The Miami International Securities Exchange (MIAX) is a US-based options exchange that offers trading in equities and exchange-traded funds (ETFs). MIAX was founded in 2012 and is headquartered in Princeton, New Jersey, with additional offices in Miami, Florida.
MIAX has grown rapidly since its launch and has become one of the leading options exchanges in the US. In addition to its options trading platform, the exchange also offers a range of market data and analytics services.
“We are pleased to reach this agreement with MIH, which is an example of our continuing efforts to monetize assets to deliver recoveries to stakeholders,” FTX CEO John Ray said in a statement.
Since its spectacular collapse in November, FTX lawyers have recovered more than $7.3 billion in cash and crypto assets as they seek to repay lenders and customers.
Earlier in January, a judge overseeing the FTX bankruptcy proceedings has given FTX’s liquidators the greenlight to kickstart bids to sell four functioning subsidiaries — including its Japanese and European units.
The businesses include custody platform and broker-dealer Embed, crypto derivatives exchange and clearing house LedgerX, FTX Japan and FTX Europe, which have reportedly attracted as many as 117 expressions of interest.
While the bankruptcy case could take years, a committee representing FTX’s creditors has prioritized the sale of certain entities.

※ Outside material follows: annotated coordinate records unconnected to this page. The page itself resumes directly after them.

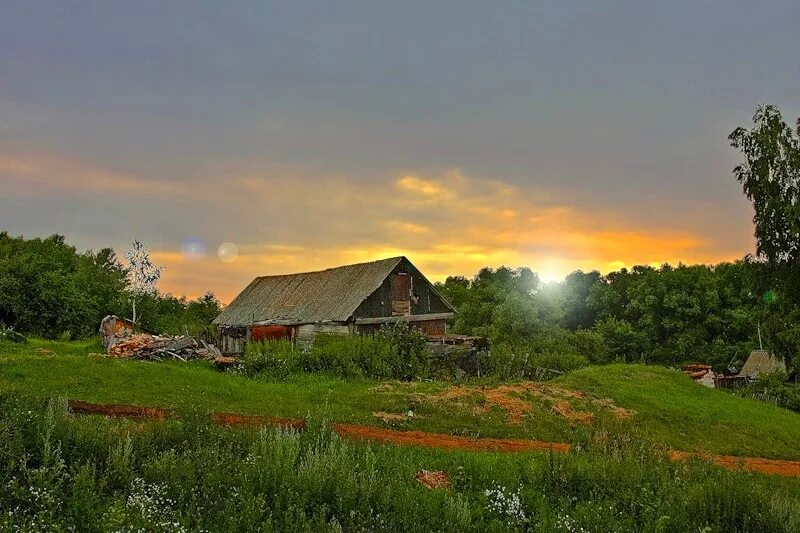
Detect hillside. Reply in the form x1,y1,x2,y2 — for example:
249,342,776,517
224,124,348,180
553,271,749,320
0,341,800,459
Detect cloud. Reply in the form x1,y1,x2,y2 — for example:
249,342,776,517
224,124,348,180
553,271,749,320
0,145,749,301
0,151,183,195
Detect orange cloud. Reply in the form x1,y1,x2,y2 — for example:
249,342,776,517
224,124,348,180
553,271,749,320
0,151,750,301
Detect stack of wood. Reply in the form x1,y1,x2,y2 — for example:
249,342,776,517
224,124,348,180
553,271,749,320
100,315,228,368
108,333,217,361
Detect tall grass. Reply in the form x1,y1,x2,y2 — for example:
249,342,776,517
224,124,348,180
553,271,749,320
0,390,800,532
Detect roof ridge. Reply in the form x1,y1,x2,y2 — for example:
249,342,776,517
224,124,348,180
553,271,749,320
255,255,406,279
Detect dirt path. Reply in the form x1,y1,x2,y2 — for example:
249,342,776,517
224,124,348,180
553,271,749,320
69,400,800,477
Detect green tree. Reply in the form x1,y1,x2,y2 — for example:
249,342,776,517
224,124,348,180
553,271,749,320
729,105,800,268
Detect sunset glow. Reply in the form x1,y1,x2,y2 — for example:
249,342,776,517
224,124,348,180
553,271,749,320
0,3,800,301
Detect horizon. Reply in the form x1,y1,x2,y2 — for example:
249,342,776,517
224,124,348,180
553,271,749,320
0,0,800,302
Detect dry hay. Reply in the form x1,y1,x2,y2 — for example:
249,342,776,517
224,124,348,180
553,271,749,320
396,381,634,424
372,411,409,422
369,383,394,392
553,400,594,424
414,470,450,489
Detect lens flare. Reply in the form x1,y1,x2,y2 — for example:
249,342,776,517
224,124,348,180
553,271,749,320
181,239,206,259
217,242,239,263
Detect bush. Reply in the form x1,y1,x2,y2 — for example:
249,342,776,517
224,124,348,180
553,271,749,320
241,340,301,378
302,333,392,379
376,322,430,380
734,371,800,413
0,324,28,344
481,342,589,379
301,323,429,380
0,395,800,533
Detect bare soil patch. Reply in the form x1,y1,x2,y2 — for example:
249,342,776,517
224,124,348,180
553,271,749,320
406,382,620,424
69,394,800,478
414,470,450,489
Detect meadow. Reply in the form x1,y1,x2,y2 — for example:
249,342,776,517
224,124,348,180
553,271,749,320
0,393,800,532
0,339,800,459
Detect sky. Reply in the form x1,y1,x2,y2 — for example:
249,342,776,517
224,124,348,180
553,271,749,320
0,0,800,302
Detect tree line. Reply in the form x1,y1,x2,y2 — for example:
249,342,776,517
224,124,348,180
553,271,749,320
438,258,800,368
0,232,220,339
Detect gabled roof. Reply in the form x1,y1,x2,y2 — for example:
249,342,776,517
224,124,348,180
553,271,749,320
213,257,405,326
741,350,786,378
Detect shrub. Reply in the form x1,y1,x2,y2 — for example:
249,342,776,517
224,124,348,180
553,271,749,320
301,323,429,380
302,333,392,379
241,339,300,377
0,395,800,533
481,343,589,379
376,322,430,380
0,323,28,344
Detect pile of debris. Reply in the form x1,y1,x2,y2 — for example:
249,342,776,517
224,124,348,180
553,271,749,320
100,315,222,362
681,363,715,388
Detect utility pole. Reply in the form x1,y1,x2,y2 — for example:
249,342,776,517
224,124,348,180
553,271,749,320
758,320,764,351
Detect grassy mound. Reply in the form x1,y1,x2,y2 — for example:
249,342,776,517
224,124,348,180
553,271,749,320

They argued that all these businesses have solvent balance sheets, independent management and valuable franchises, but they are at “risk of losing value if not sold quickly.”
“The relative independence of each of the businesses’ operations from the remainder of the debtors’ core business operations make a potential sale process for each of the businesses relatively less complex,” the filing said.
Nevertheless, FTX’s entities have suffered regulatory pressures, also lost customers and employees.
The development came after FTX founder and former CEO Sam Bankman-Fried pleaded not guilty in New York federal court to criminal charges related to the collapse of his now-bankrupt exchange and Alameda Research.
The disgraced cryptocurrency legend was indicted on eight counts, including wire fraud and money laundering conspiracy, as well as charges of securities fraud and conspiracy to avoid campaign finance regulations. If convicted, the onetime crypto billionaire could face up to 115 years in prison.